Source: JMD, personal communication.
First, despite the history of stigma related to opioid use and addiction, the opioid crisis in the early 2000s garnered widespread societal interest in identifying solutions. The research team attributes some of their success to “being in the right place at the right time because then there was this explosion of the opioid epidemic in the middle of us looking at [NAS].” In addition, as opioid use increased among Caucasians (to a greater extent than Blacks and Hispanics) [12] and therefore “became more pervasive in households that had the ability to have a voice about it,” societal awareness and interest in addressing the issue increased, resulting in significantly more funding for the research. Changes in how providers, patients, and communities feel about opioid use disorder also potentially supported the feasibility of the case; one team member shared, “…it has taken a lot of cultural shift and acceptance of this as a disorder, not only in the healthcare community but also in the local communities.”
Second, effective interdisciplinary teams were crucial to achieving research success. Team members for the methadone-related clinical trial included investigators with expertise in neonatology, neurodevelopment, genomics, and pharmacy; site PIs and coordinators with expertise in conducting clinical trials; two statisticians for research design and data analysis; and an off-site company assisting with randomization and data management. Team members described mutual respect for each other’s areas of expertise. For example, the lead investigator credited “a great deal [of his] success” to the statisticians on the team, and a statistician described the lead investigator as valuing statistical input: “And they did listen to us … I felt like I had something to contribute.”
Third, creating the context to support research on NAS relied on connecting clinical care, research, and advocacy efforts.

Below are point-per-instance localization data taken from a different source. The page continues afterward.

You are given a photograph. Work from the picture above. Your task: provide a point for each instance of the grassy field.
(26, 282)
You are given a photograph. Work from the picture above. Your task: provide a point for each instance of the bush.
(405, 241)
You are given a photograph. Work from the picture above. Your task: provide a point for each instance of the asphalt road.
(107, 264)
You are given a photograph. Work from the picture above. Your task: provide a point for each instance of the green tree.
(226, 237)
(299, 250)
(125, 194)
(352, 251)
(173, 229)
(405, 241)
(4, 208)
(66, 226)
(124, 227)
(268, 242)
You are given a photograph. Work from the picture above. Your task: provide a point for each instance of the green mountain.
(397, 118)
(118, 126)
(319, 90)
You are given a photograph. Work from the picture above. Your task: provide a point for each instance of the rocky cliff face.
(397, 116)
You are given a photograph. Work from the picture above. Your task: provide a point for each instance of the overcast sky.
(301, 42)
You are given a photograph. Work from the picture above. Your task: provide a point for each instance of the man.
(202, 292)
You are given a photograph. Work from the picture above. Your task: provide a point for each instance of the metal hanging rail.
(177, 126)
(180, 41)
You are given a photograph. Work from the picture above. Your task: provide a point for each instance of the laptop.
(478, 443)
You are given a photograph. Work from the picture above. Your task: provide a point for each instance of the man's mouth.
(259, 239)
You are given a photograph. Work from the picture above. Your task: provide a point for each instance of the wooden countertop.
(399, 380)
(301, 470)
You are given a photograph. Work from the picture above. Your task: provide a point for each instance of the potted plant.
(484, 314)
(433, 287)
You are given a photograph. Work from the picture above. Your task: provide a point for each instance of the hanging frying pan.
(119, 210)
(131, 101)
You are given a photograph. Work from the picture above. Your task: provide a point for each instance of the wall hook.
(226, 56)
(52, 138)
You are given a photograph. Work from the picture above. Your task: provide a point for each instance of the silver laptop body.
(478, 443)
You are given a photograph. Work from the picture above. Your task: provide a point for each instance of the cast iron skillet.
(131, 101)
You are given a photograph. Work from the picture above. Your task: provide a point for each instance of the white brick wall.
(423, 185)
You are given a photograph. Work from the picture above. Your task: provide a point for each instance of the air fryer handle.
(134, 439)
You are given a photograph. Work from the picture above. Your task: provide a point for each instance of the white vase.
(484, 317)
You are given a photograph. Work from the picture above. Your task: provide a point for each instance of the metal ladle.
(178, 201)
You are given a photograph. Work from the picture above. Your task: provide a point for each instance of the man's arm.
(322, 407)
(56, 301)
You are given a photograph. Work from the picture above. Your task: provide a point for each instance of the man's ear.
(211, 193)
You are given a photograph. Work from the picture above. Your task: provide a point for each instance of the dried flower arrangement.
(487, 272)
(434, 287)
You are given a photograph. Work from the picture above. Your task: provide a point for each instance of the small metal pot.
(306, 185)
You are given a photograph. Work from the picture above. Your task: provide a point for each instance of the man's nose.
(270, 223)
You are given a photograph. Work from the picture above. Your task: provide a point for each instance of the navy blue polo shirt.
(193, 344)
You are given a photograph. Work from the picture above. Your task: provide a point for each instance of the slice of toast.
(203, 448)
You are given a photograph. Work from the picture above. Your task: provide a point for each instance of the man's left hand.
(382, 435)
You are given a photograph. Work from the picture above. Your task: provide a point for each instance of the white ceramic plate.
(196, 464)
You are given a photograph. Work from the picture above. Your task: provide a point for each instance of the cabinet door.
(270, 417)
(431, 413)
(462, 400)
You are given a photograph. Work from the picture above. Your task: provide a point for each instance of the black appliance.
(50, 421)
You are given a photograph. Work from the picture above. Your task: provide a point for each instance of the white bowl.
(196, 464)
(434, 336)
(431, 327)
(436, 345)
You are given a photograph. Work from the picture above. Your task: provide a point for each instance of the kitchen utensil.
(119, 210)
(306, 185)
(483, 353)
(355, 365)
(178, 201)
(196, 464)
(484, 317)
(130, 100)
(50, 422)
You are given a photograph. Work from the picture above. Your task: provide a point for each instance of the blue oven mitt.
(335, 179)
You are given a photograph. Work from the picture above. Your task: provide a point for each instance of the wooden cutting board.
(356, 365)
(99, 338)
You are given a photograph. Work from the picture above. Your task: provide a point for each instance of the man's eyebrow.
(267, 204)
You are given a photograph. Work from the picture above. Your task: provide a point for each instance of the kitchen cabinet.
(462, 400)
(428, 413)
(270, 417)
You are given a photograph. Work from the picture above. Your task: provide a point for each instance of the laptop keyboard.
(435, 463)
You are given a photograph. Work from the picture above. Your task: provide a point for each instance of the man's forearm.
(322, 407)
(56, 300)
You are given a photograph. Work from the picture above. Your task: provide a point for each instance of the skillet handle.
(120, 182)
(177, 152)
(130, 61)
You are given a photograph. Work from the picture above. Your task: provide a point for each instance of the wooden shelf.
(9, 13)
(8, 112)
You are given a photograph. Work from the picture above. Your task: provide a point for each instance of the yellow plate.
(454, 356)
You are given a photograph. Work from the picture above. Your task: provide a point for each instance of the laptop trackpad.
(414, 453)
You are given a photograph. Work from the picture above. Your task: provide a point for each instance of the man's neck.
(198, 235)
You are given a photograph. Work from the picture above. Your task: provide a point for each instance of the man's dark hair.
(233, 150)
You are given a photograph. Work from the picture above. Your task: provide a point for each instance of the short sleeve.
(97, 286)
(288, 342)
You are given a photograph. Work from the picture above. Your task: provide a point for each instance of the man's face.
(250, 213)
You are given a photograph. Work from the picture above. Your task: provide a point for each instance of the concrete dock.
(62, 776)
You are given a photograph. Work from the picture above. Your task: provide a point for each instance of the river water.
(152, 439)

A bedside clinical question about disparate outcomes among neonates with NAS sparked research that led to advocacy to overcome societal stigma related to addiction and remove policy barriers related to conducting research with neonates. Connecting these three ‘pillars’ created “a loop” in which “the advocacy part reinforces that you need to do more research” which in turn, supports the most effective clinical care. Efforts to create this loop were supported by important mentors who acted as “role models” and “really made a difference.”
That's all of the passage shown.